Она, похоже, отложила миниатюру и снова остановилась у зеркала на туалетном столике, теперь – чтобы вытереть слезы. Еще несколько неспокойных шагов, и вот, наконец, с очередным горестным вздохом, похожим на порыв холодного и сырого ветра, вырывавшегося из давно закрытого склепа, дверь которого внезапно распахнули настежь, – выходит мисс Хепизба Пинчеон! Она шагает вперед по сумрачному и потемневшему от времени коридору, высокая фигура, облаченная в черный шелк платья с длинной зауженной талией, и осторожно подходит к лестнице, как близорукая персона, какой она на самом деле и является.
Солнце в этот час если еще не поднялось над горизонтом, то подбиралось все ближе к его краю. Облака, парящие в вышине, отразили первые его лучи и бросили золотой отсвет на окна и дома улицы, не забыв и Дом с Семью Шпилями, который – сколько бы рассветов он ни встречал – в данном буквально расцвел. Отраженный свет сумел показать довольно ясно всю обстановку комнаты, в которую мисс Хепизба вошла, спустившись по лестнице: низкий потолок, который пересекала балка, панели из темного дерева и большой камин, облицованный расписной плиткой, но теперь закрытый железным экраном, сквозь который тянулся дымоход современной печи. На полу комнаты лежал ковер изначально богатой расцветки, но за минувшие годы настолько истершийся и поблекший, что ранее отчетливые узоры слились в один неопределенный оттенок. Что же касается мебели, там стояли два стола: один, вырезанный с поразительной фантазией и способный поспорить количеством ножек с сороконожкой, и второй, более тонкой работы, с четырьмя длинными ножками, которые выглядели такими тонкими, что казалось удивительным, как этот древний чайный столик сумел выстоять на них столь длительное время. Полдюжины стульев расставлено в комнате, прямых и жестких, словно их специально создали для доставления неудобств сидящему, и это было видно невооруженным взглядом и вызывало самые неприятные подозрения относительно нравов общества, для которого они были созданы. Единственным исключением было антикварное кресло с высокой спинкой, отличавшееся просторной глубиной, заменявшей ему недостаток удобных изгибов, присущих современным образцам.
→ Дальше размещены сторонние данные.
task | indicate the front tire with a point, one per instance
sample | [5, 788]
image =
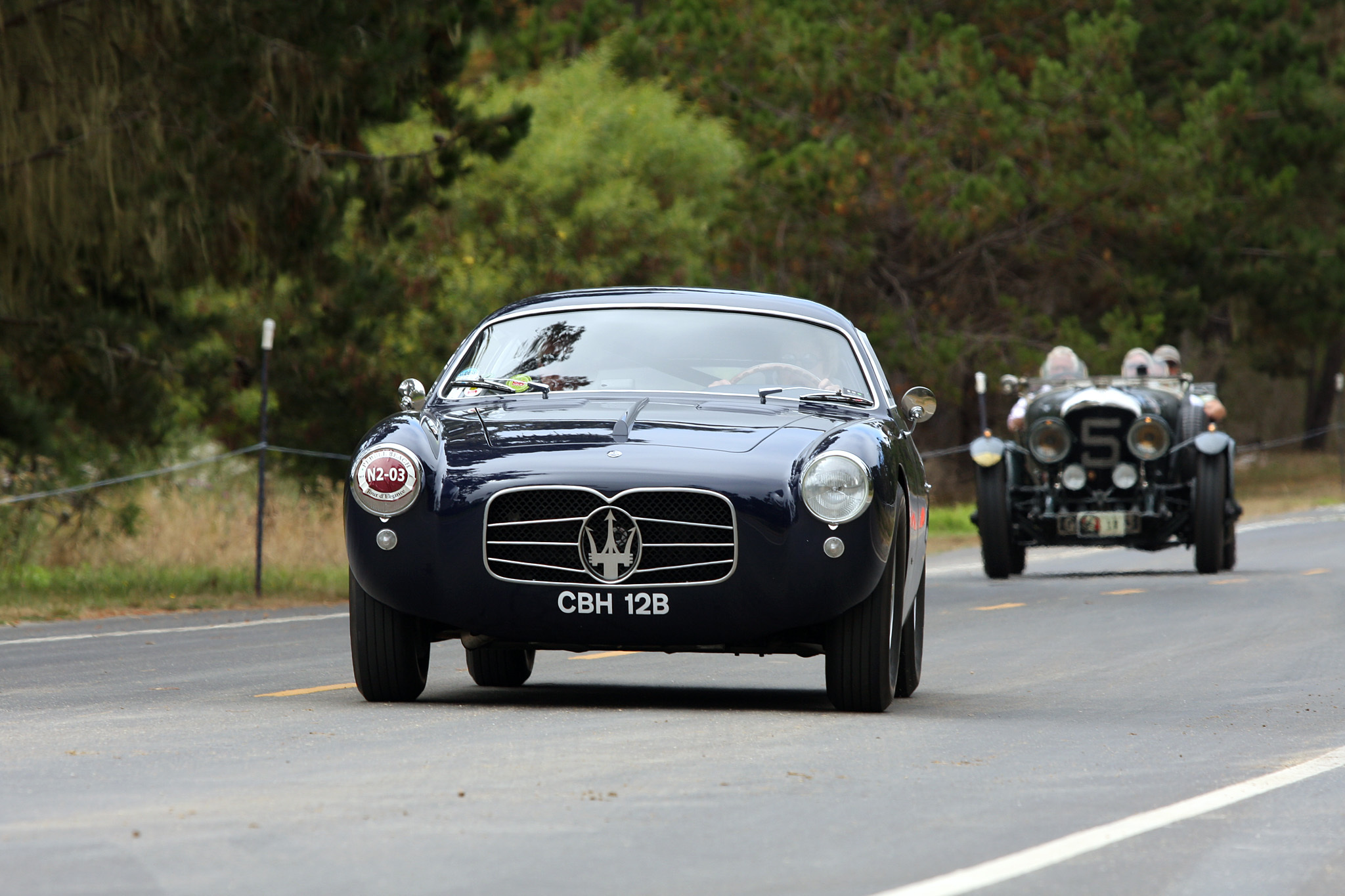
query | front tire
[864, 644]
[389, 649]
[499, 667]
[1208, 512]
[993, 521]
[912, 645]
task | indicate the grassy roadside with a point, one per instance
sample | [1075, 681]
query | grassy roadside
[192, 550]
[38, 594]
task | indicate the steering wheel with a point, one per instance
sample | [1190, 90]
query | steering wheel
[814, 381]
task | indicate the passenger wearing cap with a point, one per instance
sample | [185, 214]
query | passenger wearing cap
[1141, 363]
[1212, 408]
[1061, 366]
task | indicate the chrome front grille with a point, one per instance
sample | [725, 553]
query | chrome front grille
[685, 536]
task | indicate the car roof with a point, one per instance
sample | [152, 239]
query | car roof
[704, 297]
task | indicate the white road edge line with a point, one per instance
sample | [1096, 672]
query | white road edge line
[1086, 842]
[127, 634]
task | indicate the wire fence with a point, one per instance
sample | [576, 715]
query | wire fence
[164, 471]
[332, 456]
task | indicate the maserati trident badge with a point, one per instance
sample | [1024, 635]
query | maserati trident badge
[609, 544]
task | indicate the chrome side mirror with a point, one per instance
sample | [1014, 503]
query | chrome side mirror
[412, 394]
[917, 405]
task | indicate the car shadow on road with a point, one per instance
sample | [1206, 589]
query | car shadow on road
[632, 696]
[1110, 574]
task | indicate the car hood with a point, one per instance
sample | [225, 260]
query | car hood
[718, 425]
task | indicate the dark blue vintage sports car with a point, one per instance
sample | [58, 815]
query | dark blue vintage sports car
[645, 469]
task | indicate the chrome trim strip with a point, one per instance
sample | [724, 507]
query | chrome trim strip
[437, 390]
[486, 558]
[560, 544]
[685, 566]
[564, 519]
[704, 526]
[676, 544]
[540, 566]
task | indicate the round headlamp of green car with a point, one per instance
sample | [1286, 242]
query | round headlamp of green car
[1149, 438]
[1049, 440]
[835, 486]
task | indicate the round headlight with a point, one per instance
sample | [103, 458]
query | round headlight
[1149, 438]
[1075, 477]
[1125, 476]
[835, 486]
[1049, 440]
[386, 480]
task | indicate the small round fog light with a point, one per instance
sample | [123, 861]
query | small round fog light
[1125, 476]
[1074, 477]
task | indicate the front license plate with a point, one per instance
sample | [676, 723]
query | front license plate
[1102, 524]
[635, 603]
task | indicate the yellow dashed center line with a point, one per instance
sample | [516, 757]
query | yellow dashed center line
[300, 691]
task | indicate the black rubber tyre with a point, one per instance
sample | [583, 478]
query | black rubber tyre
[912, 645]
[864, 644]
[500, 667]
[993, 521]
[389, 649]
[1208, 512]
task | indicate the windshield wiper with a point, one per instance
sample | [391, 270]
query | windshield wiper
[835, 396]
[503, 386]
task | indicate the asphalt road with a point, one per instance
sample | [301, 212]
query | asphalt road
[1099, 685]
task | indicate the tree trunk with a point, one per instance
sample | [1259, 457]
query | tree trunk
[1321, 394]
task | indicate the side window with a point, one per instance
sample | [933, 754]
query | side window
[877, 367]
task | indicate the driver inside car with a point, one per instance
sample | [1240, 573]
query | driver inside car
[807, 368]
[1061, 366]
[1169, 358]
[1141, 363]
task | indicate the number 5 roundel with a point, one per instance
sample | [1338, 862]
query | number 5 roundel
[386, 480]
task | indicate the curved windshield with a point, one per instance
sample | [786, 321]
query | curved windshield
[659, 350]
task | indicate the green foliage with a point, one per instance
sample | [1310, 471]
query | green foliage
[150, 148]
[617, 183]
[978, 182]
[953, 521]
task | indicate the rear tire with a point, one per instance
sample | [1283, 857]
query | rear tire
[912, 645]
[389, 649]
[1208, 521]
[993, 521]
[499, 667]
[864, 644]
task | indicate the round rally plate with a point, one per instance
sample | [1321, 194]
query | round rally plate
[386, 475]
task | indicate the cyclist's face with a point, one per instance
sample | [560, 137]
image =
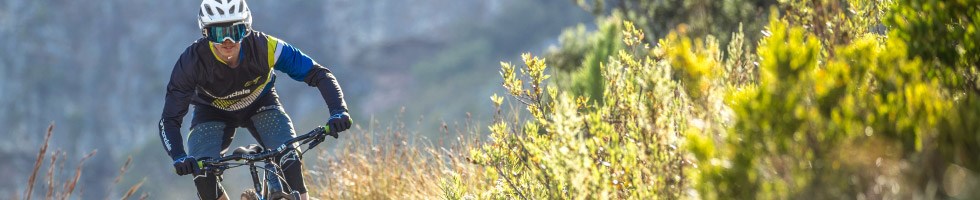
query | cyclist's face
[228, 48]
Украшений в комнате было лишь два, если их можно назвать таковыми. Первое – это карта земель Пинчеонов на востоке, не гравированная, но изготовленная вручную неким талантливым рисовальщиком, украсившим ее гротескными фигурами индейцев и диких животных, в числе которых можно увидеть и льва: природа того региона была столь же мало изучена, как и его география, что приводило к самым фантастическим ошибкам. Вторым украшением был портрет старого полковника Пинчеона в две трети его роста, в мягкой шапочке, кружевном воротнике, поверх которого легла седоватая борода; в одной руке он держал Библию, другой приподнимал железную рукоять меча. Последний предмет удался художнику лучше прочих и изображен был с куда большей выразительностью, нежели святая книга. Мисс Хепизба Пинчеон остановилась, оказавшись лицом к лицу с этим портретом, и наградила его странным взглядом из-под нахмуренных бровей, который люди, незнакомые с ней, определили бы как выражение горькой злости и недовольства. Однако ничего подобного в нем не было. На самом деле к изображенному на портрете давнему предку наша истрепанная временем леди испытывала истинное почтение, а странно нахмуренные брови и сузившиеся глаза являлись лишь невинным следствием ее близорукости и попыток заставить свое зрение сменить расплывчатые очертания объектов на четкие линии.
Нам стоит задержаться на миг на этом несчастном выражении лица бедной мисс Хепизбы. Ее сердитый взгляд – так утверждали те, кто время от времени видел ее в окне, – сослужил мисс Хепизбе очень плохую службу, закрепив за ней славу злобной старой девы; вполне вероятно, что, разглядывая себя в мутном зеркале, она постоянно видела нахмуренные брови отражения, и это привело ее к почти такой же несправедливой мысли. «Сколь отвратительно сварливой я выгляжу!» – часто шептала она себе и верила своим словам. Но сердце ее никогда не хмурилось. Оно по природе своей было нежным, чувствительным, полным тончайшей дрожи и трепета и не теряло этих качеств, пока ее лицо привыкало хмуриться и щуриться, становясь упрямым, а то и яростным. Но упрямство не было свойственно Хепизбе, за исключением тех случаев, которые имели отношение к самым нежным ее пристрастиям.
Однако все это время мы слишком малодушно медлим на пороге нашей истории. По правде говоря, довольно неловко раскрывать суть того, что собралась сегодня сделать мисс Хепизба Пинчеон.